I was wondering if you could write a blog article on them when you get a chance. I would love to hear your perspective.
The reader is exactly right. CRISPR and Cas9 team up to make a powerful gene-editing tool that has incredible potential. While much of that potential is positive, some of it is quite negative.
To best understand the good and the bad of CRISPR and Cas9, you need to know what they are and what they can do together. CRISPR stands for “clustered regular interspaced short palindromic repeats.” Originally discovered in bacteria, it is a strand of RNA that is hooked to a CRISPR-associated protein, called a “Cas.” Cas9 is just one possible protein that can be associated with CRISPR, but it is the one that is most commonly used.

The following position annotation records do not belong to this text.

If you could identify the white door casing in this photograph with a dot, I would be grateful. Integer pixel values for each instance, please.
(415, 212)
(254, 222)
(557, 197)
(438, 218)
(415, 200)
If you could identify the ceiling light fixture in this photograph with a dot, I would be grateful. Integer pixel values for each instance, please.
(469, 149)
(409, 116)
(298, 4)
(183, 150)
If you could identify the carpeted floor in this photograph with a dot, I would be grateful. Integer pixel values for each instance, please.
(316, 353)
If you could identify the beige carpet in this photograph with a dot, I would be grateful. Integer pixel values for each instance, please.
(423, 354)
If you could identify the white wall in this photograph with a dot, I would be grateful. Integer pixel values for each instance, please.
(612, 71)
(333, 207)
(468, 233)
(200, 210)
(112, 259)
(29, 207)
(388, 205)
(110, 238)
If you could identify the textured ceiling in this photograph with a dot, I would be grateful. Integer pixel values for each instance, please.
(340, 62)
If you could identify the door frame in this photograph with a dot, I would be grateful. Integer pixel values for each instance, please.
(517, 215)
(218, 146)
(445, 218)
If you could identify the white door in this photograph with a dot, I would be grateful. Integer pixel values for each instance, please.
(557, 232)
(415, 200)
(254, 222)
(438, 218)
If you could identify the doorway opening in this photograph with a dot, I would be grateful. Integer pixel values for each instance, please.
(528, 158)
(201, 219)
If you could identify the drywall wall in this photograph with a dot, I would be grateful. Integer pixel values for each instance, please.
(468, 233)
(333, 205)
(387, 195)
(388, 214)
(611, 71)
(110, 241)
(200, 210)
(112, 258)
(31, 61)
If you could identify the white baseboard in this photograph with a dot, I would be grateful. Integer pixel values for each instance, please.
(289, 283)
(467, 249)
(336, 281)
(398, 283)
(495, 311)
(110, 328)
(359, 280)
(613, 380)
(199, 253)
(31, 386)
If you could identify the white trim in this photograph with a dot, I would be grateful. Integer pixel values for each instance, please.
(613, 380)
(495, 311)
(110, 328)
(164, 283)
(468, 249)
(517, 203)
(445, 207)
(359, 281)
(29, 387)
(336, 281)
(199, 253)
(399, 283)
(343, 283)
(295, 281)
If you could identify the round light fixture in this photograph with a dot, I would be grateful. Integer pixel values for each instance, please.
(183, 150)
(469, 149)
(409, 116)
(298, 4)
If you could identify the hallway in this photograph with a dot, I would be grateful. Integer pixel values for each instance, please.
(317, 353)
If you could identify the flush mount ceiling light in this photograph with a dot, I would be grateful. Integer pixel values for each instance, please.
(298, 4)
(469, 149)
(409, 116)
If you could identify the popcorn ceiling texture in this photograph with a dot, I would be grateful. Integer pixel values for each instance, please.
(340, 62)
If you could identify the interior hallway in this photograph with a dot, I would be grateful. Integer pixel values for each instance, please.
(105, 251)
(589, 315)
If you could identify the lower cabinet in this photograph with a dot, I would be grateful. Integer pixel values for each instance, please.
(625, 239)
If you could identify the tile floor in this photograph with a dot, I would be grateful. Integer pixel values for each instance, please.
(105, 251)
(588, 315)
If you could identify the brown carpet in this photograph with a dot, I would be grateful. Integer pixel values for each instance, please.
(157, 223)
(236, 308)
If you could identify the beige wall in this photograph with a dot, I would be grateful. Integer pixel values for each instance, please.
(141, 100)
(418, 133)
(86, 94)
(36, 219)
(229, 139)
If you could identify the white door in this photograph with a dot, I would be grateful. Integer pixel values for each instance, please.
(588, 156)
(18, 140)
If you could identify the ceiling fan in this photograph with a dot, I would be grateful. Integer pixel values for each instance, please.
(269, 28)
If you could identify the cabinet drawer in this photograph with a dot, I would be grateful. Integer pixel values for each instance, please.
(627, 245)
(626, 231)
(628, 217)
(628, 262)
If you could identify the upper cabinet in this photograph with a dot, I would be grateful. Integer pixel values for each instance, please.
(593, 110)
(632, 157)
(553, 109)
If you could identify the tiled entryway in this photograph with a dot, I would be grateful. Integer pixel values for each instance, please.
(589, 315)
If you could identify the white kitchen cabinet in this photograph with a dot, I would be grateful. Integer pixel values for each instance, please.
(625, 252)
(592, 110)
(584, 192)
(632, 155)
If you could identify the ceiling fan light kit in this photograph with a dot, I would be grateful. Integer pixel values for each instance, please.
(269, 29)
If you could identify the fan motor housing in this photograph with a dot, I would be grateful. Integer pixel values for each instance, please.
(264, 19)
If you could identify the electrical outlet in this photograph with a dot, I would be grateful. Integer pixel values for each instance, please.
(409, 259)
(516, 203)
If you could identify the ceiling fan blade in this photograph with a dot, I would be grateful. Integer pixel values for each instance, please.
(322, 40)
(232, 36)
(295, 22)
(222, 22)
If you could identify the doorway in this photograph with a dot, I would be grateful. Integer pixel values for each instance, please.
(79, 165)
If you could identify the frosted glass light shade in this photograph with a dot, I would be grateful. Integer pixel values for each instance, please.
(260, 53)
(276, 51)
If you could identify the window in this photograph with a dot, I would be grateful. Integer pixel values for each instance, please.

If your eyes are already glazing over, stick with me, because it’s important to understand how this works. RNA is a molecule that links to DNA. A specific RNA molecule targets a specific sequence of DNA. So, if you construct an RNA molecule correctly, it can search an entire DNA molecule, looking for a specific DNA sequence. It can then attach itself to that sequence. That’s what the RNA strand on CRISPR does. It is sometimes called “guide RNA,” because it guides the Cas9 protein to a specific part of an organism’s DNA. Consider the following illustration:
In the illustration, the guide RNA has found the DNA sequence that it was made to target. Since Cas9 is attached to the guide RNA, it is now positioned at a specific place in the DNA molecule.